The title may be a bit misleading. The truth is I've no idea which component is really in ICU. It could be the CPU, the motherboard or maybe just the cooling fan. My computer mentor, Tuan Ali, and I were too scared to troubleshoot, lest we short out the entire PC. Let the mystery remain and our pockets undisturbed. For the moment.

Tuan Ali was generous enough to lend me his spare motherboard (or if you prefer, the mobo) and most of the component on it. Now I've nearly I gig of RAM and faster processor. I feel like Schumacher right now.

Also, I would like to extend a round of deserving thanks to my long time chum Zha for helping me by loaning his Netbook when I really needed a Windows machine to do some analysis work. MnM, another long time chum, a really tall dude with really big heart, for offering his monitor when mine finally decided to 'retire' after 7 years of faithful service. And of course Tuan Ali, for making me feel like I'm on the Ferrari F1 team. May Allah repay your kindness.

Tuesday, 6 April 2010

CPU in ICU 2

Every time my PC goes kaput, I learn new things.

The first time it happened, I learned the importance of having backups.

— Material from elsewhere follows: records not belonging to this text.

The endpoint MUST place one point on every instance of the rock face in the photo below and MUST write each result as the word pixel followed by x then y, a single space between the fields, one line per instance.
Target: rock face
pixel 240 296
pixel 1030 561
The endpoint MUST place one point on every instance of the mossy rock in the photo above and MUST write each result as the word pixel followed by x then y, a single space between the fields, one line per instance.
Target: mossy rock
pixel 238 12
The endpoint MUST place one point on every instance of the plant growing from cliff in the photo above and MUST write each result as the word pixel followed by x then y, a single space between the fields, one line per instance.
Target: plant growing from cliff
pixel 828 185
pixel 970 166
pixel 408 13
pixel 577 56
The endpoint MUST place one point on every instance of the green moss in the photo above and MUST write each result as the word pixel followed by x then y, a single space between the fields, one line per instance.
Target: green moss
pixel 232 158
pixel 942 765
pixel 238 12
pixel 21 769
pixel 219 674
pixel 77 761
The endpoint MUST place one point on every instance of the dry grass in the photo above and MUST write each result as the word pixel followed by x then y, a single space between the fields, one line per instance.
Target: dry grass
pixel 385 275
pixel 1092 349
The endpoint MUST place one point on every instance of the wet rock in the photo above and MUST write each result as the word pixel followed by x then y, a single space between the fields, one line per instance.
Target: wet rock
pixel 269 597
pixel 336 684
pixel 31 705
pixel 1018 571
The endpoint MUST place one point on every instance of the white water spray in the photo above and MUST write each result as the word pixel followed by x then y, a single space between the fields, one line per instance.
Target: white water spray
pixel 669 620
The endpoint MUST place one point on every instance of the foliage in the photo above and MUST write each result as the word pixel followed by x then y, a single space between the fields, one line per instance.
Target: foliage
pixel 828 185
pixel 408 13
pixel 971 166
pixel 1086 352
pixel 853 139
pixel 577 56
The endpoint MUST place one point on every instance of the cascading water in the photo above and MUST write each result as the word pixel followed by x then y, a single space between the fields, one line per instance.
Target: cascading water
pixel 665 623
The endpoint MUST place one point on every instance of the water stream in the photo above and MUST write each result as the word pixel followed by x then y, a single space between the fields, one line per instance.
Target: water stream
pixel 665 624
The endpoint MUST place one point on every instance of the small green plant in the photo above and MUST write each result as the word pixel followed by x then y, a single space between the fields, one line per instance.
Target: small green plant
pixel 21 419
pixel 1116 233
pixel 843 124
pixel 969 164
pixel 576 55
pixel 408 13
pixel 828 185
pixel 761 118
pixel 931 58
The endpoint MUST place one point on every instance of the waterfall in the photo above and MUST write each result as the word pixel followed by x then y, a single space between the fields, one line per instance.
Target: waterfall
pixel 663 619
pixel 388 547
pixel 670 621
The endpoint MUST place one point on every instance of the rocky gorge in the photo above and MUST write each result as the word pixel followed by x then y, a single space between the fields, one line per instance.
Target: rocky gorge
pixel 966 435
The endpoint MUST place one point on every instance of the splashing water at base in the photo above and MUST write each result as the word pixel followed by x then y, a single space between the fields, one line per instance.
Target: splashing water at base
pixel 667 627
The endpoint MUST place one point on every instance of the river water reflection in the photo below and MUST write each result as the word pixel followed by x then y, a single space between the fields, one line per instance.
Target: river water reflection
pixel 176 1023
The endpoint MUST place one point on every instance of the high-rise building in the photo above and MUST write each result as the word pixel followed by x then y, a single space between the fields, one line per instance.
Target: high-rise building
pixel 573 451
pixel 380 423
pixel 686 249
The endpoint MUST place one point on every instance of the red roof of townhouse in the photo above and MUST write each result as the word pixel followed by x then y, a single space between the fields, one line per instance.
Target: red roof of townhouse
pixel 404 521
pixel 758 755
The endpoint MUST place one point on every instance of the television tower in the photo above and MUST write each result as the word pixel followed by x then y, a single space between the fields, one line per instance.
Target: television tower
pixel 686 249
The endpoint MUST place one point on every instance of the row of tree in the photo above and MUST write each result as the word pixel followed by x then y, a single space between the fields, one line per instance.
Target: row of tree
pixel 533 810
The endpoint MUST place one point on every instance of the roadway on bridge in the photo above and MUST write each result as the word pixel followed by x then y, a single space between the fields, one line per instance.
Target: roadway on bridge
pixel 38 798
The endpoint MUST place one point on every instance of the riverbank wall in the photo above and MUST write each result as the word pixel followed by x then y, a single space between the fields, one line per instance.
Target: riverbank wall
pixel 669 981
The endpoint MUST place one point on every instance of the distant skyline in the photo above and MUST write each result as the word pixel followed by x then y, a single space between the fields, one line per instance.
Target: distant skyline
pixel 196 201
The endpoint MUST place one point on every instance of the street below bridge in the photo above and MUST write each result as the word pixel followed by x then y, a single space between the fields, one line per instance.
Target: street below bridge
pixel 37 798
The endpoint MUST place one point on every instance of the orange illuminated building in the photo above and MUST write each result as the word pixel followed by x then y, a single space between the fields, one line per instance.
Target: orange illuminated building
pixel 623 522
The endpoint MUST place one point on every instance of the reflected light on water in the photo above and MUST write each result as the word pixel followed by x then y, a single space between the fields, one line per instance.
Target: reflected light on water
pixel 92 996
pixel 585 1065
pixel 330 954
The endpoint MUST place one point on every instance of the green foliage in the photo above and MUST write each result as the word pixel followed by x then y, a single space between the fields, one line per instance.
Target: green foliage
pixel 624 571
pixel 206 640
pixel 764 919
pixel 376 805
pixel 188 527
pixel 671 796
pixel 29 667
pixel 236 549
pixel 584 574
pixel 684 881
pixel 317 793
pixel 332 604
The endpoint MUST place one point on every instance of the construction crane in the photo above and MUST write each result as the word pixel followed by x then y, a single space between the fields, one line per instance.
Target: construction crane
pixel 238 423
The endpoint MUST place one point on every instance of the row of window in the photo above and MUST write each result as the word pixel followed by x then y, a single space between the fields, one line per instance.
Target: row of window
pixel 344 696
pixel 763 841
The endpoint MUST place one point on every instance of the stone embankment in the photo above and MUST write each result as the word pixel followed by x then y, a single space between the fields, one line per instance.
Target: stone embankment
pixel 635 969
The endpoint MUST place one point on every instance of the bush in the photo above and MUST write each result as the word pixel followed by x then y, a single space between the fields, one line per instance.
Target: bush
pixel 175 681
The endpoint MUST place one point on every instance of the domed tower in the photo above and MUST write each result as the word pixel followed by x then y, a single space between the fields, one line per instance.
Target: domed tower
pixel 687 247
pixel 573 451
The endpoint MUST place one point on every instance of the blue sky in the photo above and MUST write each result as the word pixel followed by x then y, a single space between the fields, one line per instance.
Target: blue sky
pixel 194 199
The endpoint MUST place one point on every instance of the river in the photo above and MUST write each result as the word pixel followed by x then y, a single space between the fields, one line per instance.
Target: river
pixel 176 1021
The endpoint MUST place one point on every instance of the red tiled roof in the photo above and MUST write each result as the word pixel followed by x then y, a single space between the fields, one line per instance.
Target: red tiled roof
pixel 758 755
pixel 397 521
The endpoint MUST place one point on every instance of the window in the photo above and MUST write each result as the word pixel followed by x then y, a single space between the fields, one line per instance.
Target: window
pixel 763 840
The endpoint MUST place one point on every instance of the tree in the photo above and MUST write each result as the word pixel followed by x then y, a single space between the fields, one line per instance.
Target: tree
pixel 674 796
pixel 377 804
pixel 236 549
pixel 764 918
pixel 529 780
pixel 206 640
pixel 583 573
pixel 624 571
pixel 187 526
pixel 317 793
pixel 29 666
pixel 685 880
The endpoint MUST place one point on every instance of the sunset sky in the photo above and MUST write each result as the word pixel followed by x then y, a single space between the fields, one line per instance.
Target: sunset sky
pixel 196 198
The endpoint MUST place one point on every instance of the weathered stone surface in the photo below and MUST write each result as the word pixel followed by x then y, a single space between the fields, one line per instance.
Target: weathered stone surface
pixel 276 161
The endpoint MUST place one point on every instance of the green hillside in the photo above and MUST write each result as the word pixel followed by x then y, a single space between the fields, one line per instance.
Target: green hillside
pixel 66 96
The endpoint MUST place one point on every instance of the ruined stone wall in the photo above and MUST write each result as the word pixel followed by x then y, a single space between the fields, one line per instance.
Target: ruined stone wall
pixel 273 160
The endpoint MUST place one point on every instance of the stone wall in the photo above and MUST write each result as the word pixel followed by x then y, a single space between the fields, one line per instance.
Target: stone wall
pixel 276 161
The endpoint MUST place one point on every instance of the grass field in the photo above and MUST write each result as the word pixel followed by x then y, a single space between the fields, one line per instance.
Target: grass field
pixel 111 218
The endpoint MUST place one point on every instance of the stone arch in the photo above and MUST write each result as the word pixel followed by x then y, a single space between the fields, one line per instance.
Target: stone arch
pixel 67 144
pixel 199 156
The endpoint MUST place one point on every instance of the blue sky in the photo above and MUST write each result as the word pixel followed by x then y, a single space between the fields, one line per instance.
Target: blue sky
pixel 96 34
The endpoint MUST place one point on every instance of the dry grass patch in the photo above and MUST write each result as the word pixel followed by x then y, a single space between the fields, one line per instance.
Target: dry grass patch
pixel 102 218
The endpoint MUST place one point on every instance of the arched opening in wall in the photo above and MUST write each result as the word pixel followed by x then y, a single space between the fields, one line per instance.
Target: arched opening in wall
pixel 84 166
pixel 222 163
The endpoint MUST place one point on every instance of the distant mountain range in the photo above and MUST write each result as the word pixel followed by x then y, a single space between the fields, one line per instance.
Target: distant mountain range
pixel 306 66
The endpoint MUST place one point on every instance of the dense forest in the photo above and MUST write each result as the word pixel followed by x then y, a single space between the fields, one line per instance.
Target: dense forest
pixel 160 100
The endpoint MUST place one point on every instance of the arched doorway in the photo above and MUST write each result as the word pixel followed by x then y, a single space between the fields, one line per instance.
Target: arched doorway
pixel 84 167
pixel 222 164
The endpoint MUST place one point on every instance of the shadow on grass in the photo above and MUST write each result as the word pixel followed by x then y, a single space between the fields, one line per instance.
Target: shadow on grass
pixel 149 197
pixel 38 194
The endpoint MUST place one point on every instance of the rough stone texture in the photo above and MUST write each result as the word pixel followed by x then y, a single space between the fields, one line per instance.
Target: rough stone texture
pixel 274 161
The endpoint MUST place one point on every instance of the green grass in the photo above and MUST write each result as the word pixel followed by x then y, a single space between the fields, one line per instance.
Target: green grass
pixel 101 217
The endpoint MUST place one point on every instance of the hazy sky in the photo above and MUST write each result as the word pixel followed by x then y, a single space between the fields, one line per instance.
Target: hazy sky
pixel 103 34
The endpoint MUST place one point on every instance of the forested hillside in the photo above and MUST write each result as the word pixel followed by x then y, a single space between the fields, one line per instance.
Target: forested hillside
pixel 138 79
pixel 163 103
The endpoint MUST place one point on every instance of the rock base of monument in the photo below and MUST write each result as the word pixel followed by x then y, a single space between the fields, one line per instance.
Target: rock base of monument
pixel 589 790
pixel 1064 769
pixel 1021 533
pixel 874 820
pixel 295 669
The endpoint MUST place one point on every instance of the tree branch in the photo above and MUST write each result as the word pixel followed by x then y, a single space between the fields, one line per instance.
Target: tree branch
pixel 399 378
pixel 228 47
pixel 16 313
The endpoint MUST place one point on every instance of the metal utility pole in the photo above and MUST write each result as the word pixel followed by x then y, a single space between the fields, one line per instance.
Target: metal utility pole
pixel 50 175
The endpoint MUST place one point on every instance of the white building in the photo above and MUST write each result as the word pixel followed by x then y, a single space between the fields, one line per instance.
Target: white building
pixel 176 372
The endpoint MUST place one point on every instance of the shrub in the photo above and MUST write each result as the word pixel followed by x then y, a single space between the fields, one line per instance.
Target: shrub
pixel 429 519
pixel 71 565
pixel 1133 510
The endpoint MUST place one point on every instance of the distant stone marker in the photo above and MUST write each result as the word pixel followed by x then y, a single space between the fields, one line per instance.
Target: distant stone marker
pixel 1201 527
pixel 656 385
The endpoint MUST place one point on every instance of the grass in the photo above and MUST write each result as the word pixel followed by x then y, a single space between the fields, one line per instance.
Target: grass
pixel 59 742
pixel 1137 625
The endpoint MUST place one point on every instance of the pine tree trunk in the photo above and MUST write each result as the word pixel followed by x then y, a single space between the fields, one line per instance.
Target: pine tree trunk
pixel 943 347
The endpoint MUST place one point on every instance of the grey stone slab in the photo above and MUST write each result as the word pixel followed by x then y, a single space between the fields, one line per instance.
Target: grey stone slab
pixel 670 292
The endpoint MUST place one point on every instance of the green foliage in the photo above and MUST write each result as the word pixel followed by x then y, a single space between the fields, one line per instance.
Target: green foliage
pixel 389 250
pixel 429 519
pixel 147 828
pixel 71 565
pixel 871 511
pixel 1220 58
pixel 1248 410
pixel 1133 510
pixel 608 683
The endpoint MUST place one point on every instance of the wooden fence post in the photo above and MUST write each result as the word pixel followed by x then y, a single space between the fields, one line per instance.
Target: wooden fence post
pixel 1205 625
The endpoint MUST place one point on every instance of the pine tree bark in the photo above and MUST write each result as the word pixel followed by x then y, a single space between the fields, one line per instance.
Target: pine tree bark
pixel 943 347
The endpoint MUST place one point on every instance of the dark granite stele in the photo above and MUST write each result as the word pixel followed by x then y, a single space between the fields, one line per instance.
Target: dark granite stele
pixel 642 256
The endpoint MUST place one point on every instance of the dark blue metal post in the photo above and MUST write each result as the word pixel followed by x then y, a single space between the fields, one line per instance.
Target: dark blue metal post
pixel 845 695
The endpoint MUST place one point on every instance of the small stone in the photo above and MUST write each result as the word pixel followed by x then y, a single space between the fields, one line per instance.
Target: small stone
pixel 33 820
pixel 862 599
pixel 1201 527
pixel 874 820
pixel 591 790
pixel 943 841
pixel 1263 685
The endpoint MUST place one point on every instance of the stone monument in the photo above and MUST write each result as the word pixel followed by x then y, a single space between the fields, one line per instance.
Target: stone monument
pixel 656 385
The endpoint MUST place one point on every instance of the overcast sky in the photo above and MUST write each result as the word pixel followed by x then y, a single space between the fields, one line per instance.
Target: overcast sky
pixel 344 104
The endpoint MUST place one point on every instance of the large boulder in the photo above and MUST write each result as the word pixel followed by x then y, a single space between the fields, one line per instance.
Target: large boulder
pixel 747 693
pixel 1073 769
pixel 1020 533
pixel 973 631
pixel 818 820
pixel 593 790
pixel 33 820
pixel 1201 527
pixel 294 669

The second time taught me that backups shouldn't be on the same hard disk even if there are on separate partitions because if the whole hard disk goes, then the backup goes too.

This time I'm being enlighten on the virtues of having a dual-boot PC, which means I have both Windows and Linux installed. If one fails, the other can take over. Right now, my Windows XP has been unresponsive but thank God Ubuntu can read files in XP partitions. I can't use some of the Windows program but I'm still can do my work with Openoffice and surf the Net with Firefox. I can also play most of my media files, except one recording that's in Real Media video format.

Ubuntu has been a live saver. From I've been through, I strongly recommend that everyone should consider having Linux installed as a second operating system if there's space available. Some claim that Mint Linux more friendly for immigrants from Windowsland, but I can't really comment because I haven't tried it.

Please be careful, though. Installation of additional operating systems should only be done after Windows has been freshly installed or reinstalled, and all important files have been safely backed up. Remember, safely backed up. Learn from my mistakes, people.

Saturday, 3 April 2010


Will be taking a break from online activities for a while since my PC is in coma. No clear idea of the cause. Wrote this using my friend Zha's HP netbook. Thanks, bro, for the help and for letting me try out a Netbook for the first time.